If you made edits in the browser and want to sync the files down to your laptop again, just run anyscale workspace pull again. However, we recommend trying to keep either the browser or laptop the source of truth for the code, even if you run commands from the other. Switching back and forth too much can get confusing.

Workspaces best practices

When running ML experiments in Workspaces, you may want to pay attention to the following features:

  1. It may be useful to store your experiments results in /mnt/cluster_storage or /mnt/shared_storage by setting the TUNE_RESULT_DIR environment variable. This allows the results to be persisted across time and even shared with other collaborators.
  2. You may consider using the VSCode or JupyterLab Tensorboard extension, in order to view Tensorboard logs through these UIs.
  3. You can submit background jobs using anyscale job submit from within the workspace (see the Submit Anyscale Jobs).

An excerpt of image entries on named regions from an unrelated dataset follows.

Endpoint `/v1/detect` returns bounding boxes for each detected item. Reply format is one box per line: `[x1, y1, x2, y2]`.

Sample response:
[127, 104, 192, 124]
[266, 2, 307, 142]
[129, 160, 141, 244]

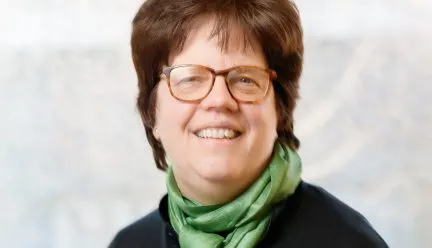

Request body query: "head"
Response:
[131, 0, 303, 203]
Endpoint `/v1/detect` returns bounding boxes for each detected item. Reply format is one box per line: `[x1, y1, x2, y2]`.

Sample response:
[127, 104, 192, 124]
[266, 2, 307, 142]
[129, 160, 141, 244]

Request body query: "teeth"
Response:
[196, 128, 238, 139]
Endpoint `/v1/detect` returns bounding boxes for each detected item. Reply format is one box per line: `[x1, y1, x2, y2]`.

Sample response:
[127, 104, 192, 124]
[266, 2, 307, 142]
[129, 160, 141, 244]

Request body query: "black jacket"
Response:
[109, 182, 388, 248]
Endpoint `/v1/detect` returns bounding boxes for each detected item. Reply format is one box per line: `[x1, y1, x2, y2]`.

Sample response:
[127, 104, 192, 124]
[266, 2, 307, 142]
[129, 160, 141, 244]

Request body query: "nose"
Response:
[200, 76, 238, 112]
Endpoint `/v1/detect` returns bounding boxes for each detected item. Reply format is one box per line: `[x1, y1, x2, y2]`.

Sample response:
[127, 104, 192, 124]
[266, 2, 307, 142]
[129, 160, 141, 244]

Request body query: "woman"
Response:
[110, 0, 387, 248]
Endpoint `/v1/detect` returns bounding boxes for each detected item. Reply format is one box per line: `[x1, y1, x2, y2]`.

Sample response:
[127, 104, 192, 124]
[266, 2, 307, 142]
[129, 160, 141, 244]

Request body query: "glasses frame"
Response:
[161, 64, 277, 103]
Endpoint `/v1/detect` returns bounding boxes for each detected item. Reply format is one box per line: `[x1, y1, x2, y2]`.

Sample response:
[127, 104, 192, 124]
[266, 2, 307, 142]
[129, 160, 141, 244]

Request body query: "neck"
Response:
[177, 168, 264, 205]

Public Beta (temporary) limitations

  • You must use Ray 2.0 or above
  • Workspaces is only enabled for customers using AWS for now, GCP support is coming soon.
  • At this moment we do not support git repos in subdirectories, or having multiple git repos per workspace. Either you should have no git repo at all, or clone it into the top-level directory.
  • Firefox users: Hosted VS Code service and JupyterLab Notebooks does not work on Firefox. This is due to the "Total Cookie Protection" enabled by default. Make sure to disable that to use the extension in the browser.
  • Install to cluster local storage: current limitations
    • We do not currently replicate /mnt/cluster_storage when you click "Clone" for a workspace, so packages will need to be manually reinstalled.
    • Installing in NFS will slow down initial import of the modules. For the best performance, we recommend installing packages in the cluster image.